People are now increasingly united in the view that the gross inequality of power, privilege and wealth in the world is primarily caused by monopoly ownership of natural and human resources that are ruthlessly exploited for exclusive private profit. The exploitation pushes natural and humans systems beyond their limits with resultant loss of planetary, ecosystem and human health.

I have tried to capture the new politics of solidarity needed to address this situation with the concept of ‘soliphilia’. I have defined soliphilia as: the love of and responsibility for a place, bioregion, planet and the unity of interrelated interests within it.The soli is from solidarity with meanings connected to a union of interests, purposes, or sympathies among members of a group; fellowship of responsibilities and interests. The word has its origins in the French terms for ‘interdependent’, ‘in common’ and from the Latin solidus, with meanings connected to ‘solid’ and whole.

I believe that soliphilia encompasses much of the politico-emotional feeling that ‘Occupy’ represented. We want our communities back from the brink, we want the social in society to be meaningful and we want a shared experience of decision-making and common-wealth creation. We experience soliphilia when fully engaged with the politics of people and places that we love. ‘Occupy’ gave expression to a symbiotic politics of place and our motivation to defeat the forces that cause sickness, death, extinction and unwelcome change. Soliphilia goes beyond left-right politics and provides a universal language to help achieve genuine sustainability.

However, I have realised that we do not have a word in English to cover the sense of profound sadness and distress that many of us have for the chronic devaluing and diminution of solidarity, social symbiosis and community. The social fabric of our loved communities is disappearing as a lived experience similar to that of the gradual loss our loved biophysical environments. I have created the concept of ‘solastalgia’ to explain this lived experience of distress and loss of solace about negative change to loved home environments and it has now gained considerable acceptance in our understanding of ‘psychoterratic’ or earth related emotional and psychological responses.

I now propose ‘solialgia’ as the opposite of soliphilia and it has the same etymological origins except that the algia or pain replaces the philia or love. Solialgia is defined as the distress people feel when their loved home community begins to disappear with loss of community, neighbourhood, neighbours, solidarity and common interests. When there is distress about a lived experience of; social unity falling apart, community in retreat, eviction, homelessness, social pathology, the privatisation of common wealth, the retreat of democracy ... there is solialgia.
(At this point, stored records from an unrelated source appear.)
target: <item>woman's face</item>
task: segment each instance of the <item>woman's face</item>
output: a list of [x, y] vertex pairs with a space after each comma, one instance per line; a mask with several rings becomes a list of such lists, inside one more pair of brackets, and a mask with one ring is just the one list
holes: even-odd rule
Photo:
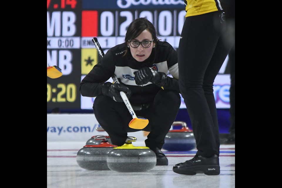
[[[136, 38], [132, 39], [134, 41], [142, 42], [144, 41], [151, 41], [153, 40], [152, 35], [148, 30], [144, 30]], [[135, 43], [138, 45], [138, 43], [135, 42]], [[153, 47], [155, 46], [153, 42], [152, 42], [151, 46], [149, 48], [144, 48], [141, 44], [137, 48], [132, 48], [127, 42], [127, 45], [129, 46], [130, 51], [133, 58], [136, 61], [139, 62], [144, 61], [148, 58], [152, 52]]]

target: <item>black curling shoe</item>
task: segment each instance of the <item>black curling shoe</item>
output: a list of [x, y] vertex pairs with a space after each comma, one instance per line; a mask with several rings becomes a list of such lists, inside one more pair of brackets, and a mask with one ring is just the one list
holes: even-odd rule
[[156, 166], [167, 166], [168, 165], [168, 160], [164, 153], [161, 150], [157, 147], [152, 150], [157, 156], [157, 164]]
[[186, 175], [194, 175], [197, 173], [218, 175], [220, 173], [219, 158], [216, 155], [209, 157], [196, 155], [192, 159], [175, 164], [172, 170], [176, 173]]

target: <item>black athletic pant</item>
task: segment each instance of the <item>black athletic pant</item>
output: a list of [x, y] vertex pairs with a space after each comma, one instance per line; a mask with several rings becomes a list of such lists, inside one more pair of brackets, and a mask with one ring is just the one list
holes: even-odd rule
[[179, 87], [198, 151], [219, 155], [218, 122], [213, 87], [231, 48], [225, 42], [219, 12], [187, 18], [178, 49]]
[[107, 96], [99, 95], [94, 101], [93, 110], [96, 119], [108, 134], [113, 144], [122, 145], [128, 137], [127, 132], [144, 130], [150, 132], [145, 141], [146, 146], [152, 149], [156, 147], [161, 149], [165, 135], [175, 120], [181, 103], [178, 92], [160, 90], [148, 108], [134, 110], [137, 116], [149, 120], [148, 125], [142, 130], [128, 126], [132, 117], [123, 102], [118, 103]]
[[229, 53], [228, 63], [230, 68], [230, 128], [229, 132], [235, 133], [235, 46]]

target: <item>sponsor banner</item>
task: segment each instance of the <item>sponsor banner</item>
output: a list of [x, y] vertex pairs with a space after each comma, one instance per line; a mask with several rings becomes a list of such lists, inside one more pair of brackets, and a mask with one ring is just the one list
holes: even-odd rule
[[83, 9], [185, 9], [183, 0], [103, 0], [99, 2], [83, 0]]
[[[100, 127], [94, 114], [47, 114], [47, 142], [85, 142], [94, 136], [108, 135], [105, 131], [97, 131]], [[147, 135], [140, 131], [129, 133], [143, 142]]]

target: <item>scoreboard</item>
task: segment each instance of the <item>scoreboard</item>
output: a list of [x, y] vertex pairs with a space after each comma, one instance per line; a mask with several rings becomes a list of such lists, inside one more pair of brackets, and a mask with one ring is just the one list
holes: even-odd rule
[[93, 37], [105, 53], [124, 42], [131, 22], [145, 17], [177, 51], [185, 8], [183, 0], [47, 0], [47, 65], [63, 74], [47, 77], [47, 110], [92, 109], [95, 98], [81, 96], [79, 89], [100, 58]]

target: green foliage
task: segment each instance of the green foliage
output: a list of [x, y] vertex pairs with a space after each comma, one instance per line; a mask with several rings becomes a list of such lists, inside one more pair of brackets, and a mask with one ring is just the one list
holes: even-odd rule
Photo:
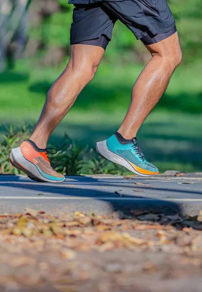
[[[10, 164], [10, 153], [12, 149], [28, 139], [30, 131], [25, 126], [20, 130], [15, 129], [12, 125], [6, 129], [4, 140], [0, 144], [0, 174], [23, 173]], [[54, 146], [49, 145], [48, 147]], [[89, 149], [88, 146], [82, 148], [76, 145], [66, 134], [58, 152], [49, 156], [55, 170], [66, 175], [98, 173], [121, 175], [127, 172], [123, 167], [101, 158], [95, 149]]]
[[13, 148], [17, 147], [24, 140], [28, 139], [30, 133], [25, 126], [18, 130], [11, 125], [6, 130], [7, 133], [4, 136], [4, 140], [0, 143], [0, 173], [19, 174], [21, 172], [10, 164], [10, 153]]

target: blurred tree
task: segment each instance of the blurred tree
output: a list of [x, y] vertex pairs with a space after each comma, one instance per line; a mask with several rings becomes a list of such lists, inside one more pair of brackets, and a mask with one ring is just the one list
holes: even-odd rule
[[25, 47], [27, 8], [31, 0], [0, 0], [0, 71], [13, 67]]

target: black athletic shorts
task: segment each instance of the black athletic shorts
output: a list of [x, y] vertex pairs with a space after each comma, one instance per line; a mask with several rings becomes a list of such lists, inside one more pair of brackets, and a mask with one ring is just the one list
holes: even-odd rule
[[71, 44], [91, 44], [105, 49], [118, 19], [146, 45], [162, 40], [177, 30], [165, 0], [69, 0], [69, 3], [75, 6]]

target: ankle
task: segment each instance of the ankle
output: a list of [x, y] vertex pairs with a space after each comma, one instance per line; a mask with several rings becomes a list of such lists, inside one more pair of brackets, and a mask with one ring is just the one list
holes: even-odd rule
[[34, 142], [39, 148], [41, 149], [45, 149], [46, 148], [47, 142], [44, 139], [42, 140], [41, 138], [38, 138], [32, 135], [29, 140]]
[[122, 136], [122, 137], [125, 140], [131, 140], [133, 138], [136, 137], [137, 133], [135, 132], [127, 132], [127, 131], [123, 131], [121, 130], [118, 130], [117, 132], [120, 135]]

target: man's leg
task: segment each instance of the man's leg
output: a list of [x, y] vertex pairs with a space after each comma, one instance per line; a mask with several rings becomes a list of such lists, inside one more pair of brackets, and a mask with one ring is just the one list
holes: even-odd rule
[[64, 117], [82, 89], [92, 79], [104, 49], [96, 45], [71, 47], [69, 62], [48, 92], [37, 127], [27, 141], [13, 149], [10, 160], [34, 181], [60, 182], [63, 175], [52, 168], [46, 144], [52, 131]]
[[53, 131], [73, 105], [83, 88], [93, 79], [104, 50], [88, 45], [73, 45], [67, 66], [48, 91], [37, 124], [30, 137], [45, 148]]
[[157, 175], [159, 170], [145, 159], [137, 142], [136, 134], [162, 96], [182, 58], [177, 32], [146, 47], [152, 58], [134, 86], [130, 106], [123, 122], [118, 132], [97, 145], [101, 156], [143, 176]]
[[126, 139], [136, 136], [140, 127], [166, 90], [182, 59], [177, 32], [157, 43], [145, 46], [152, 58], [133, 89], [130, 107], [118, 130]]

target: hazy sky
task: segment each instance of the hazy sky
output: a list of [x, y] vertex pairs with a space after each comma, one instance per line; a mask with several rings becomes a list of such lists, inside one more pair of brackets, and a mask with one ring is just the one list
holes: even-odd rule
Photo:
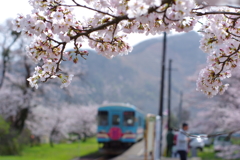
[[[31, 6], [28, 0], [5, 0], [0, 7], [0, 23], [3, 23], [8, 18], [15, 18], [18, 13], [28, 14], [31, 13]], [[145, 36], [141, 34], [129, 35], [128, 42], [135, 45], [143, 40], [159, 37], [158, 36]]]

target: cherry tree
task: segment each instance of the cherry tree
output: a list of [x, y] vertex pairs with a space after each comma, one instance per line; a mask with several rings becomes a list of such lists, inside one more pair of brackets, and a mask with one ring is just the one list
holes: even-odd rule
[[[222, 94], [228, 88], [222, 81], [231, 77], [239, 62], [240, 7], [209, 2], [30, 0], [32, 14], [18, 15], [13, 21], [14, 30], [32, 38], [27, 47], [29, 57], [43, 62], [28, 81], [37, 88], [39, 81], [58, 78], [62, 87], [68, 86], [73, 75], [61, 72], [61, 62], [77, 63], [79, 57], [86, 58], [83, 42], [98, 54], [112, 58], [131, 52], [126, 41], [130, 33], [188, 32], [200, 23], [200, 48], [208, 54], [208, 64], [199, 73], [197, 90], [209, 97]], [[91, 17], [80, 16], [86, 10], [92, 12]], [[68, 47], [73, 50], [68, 51]]]
[[26, 125], [35, 136], [48, 136], [53, 146], [56, 139], [67, 139], [71, 133], [84, 135], [85, 138], [94, 135], [96, 115], [97, 108], [91, 105], [38, 106], [31, 109]]

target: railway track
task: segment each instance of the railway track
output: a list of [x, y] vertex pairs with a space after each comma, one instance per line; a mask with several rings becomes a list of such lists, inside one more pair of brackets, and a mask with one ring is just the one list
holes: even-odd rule
[[81, 158], [76, 158], [74, 160], [110, 160], [113, 159], [114, 157], [116, 157], [116, 155], [114, 156], [110, 156], [110, 155], [104, 155], [104, 156], [87, 156], [87, 157], [81, 157]]

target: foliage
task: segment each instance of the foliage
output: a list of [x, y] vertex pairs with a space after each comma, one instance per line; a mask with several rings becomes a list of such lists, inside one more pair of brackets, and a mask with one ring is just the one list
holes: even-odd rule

Be warned, however, as there will be those who wish to use solialgia to justify their racism, sexism and other prejudices. We have to ‘occupy’ soliphilia and solialgia and prevent their abuse by those who actually represent their antithesis.  As I have seen with the concept of solastalgia, this can be a difficult task.

The politics of place has an emotional and psychological landscape similar to that of the biophysical and I believe that soliphilia and solialgia cover two ends of an important spectrum but one that we have rarely ever spoken about ... now we can.